Google Research introduces Code as Policies (CaP), a new code generation tool

0
Google Research introduces Code as Policies (CaP), a new code generation tool
Visuel : Google Research

Large-scale language models (LLMs) have been in the news more and more lately. Last April, Google Research presented PaLM (Pathways Language Model), a 540 billion parameter decoder. Last August, the researchers teamed up with Everyday Robots to develop PaLM-SayCan, a robotic algorithm that combines the understanding of language models with the real-life capabilities of a helper robot. Now they are introducing CaP (Code as Policies), a new AI tool that builds on this work to enable robots to create code from natural language.

PaLM-SayCan aims to leverage knowledge from linguistic models to enable a robot to follow high-level textual instructions to perform physically embedded tasks.
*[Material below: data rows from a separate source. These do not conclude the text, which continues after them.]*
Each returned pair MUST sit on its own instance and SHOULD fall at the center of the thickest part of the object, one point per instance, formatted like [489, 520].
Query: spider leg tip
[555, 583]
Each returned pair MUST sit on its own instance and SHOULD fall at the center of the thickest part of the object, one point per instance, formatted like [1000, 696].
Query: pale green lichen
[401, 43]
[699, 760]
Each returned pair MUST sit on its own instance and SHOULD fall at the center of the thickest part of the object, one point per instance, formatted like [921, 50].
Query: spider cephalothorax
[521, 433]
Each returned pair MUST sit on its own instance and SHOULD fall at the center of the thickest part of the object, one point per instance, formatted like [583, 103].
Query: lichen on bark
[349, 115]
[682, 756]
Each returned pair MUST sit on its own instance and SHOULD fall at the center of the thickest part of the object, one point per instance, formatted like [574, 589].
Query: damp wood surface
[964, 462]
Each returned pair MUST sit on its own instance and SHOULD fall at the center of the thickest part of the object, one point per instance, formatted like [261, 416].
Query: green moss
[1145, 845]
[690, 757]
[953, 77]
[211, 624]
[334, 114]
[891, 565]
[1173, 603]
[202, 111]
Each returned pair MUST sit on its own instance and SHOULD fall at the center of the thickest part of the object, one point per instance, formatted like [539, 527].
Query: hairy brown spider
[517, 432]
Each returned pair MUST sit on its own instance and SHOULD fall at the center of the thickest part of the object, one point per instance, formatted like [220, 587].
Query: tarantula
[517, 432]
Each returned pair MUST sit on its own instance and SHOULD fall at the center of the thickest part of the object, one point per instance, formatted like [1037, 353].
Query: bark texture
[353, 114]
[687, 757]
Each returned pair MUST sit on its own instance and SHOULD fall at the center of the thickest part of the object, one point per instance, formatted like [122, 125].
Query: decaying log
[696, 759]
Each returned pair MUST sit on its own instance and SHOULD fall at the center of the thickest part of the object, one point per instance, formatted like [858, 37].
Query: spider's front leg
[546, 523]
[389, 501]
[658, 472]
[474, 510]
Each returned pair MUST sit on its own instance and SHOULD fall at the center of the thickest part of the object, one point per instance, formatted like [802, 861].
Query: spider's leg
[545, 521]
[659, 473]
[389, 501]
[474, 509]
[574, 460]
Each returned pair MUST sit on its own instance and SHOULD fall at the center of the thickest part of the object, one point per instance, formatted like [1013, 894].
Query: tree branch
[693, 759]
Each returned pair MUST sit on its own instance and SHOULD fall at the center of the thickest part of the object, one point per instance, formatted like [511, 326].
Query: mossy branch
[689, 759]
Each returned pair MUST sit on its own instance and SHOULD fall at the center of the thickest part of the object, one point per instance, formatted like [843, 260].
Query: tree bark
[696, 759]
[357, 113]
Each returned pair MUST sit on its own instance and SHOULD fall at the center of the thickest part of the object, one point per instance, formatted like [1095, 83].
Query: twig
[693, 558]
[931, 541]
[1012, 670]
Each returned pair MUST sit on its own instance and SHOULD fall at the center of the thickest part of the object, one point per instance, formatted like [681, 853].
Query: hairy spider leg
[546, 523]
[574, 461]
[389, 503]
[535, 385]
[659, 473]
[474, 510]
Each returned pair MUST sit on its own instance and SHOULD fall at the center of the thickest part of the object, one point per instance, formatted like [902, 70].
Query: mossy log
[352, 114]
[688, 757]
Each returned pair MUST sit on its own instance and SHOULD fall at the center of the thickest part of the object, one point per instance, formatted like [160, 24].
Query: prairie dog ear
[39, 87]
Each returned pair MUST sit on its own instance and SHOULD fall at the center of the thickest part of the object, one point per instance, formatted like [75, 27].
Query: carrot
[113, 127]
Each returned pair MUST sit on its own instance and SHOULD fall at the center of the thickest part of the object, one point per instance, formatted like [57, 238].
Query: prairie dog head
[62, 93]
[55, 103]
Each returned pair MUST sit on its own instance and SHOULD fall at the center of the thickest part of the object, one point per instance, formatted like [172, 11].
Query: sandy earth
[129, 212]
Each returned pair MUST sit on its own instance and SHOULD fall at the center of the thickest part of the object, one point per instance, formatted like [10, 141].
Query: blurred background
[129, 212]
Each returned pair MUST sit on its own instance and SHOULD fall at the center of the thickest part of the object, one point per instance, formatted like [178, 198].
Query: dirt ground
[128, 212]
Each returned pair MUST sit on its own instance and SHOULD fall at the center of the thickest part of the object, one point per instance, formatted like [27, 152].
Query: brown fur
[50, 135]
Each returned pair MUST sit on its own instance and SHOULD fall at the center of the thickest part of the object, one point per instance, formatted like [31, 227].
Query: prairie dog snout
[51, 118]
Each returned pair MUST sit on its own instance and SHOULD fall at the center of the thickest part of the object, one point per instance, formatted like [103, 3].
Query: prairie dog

Unlike typical robotic demonstrations that perform a single task in a constrained environment, this research has demonstrated that a robot can perform the request in a real-world environment using reasoning. CaP will extend this approach by allowing language models to perform even more complex robotic tasks with the full expression of general purpose Python code.

In order to control robots, in most cases, they are programmed with code to detect objects, sequencing commands to move actuators, and feedback loops to specify how the robot should perform a task. Although these programs are expressive, reprogramming the strategies for each new task can be time consuming and requires domain expertise.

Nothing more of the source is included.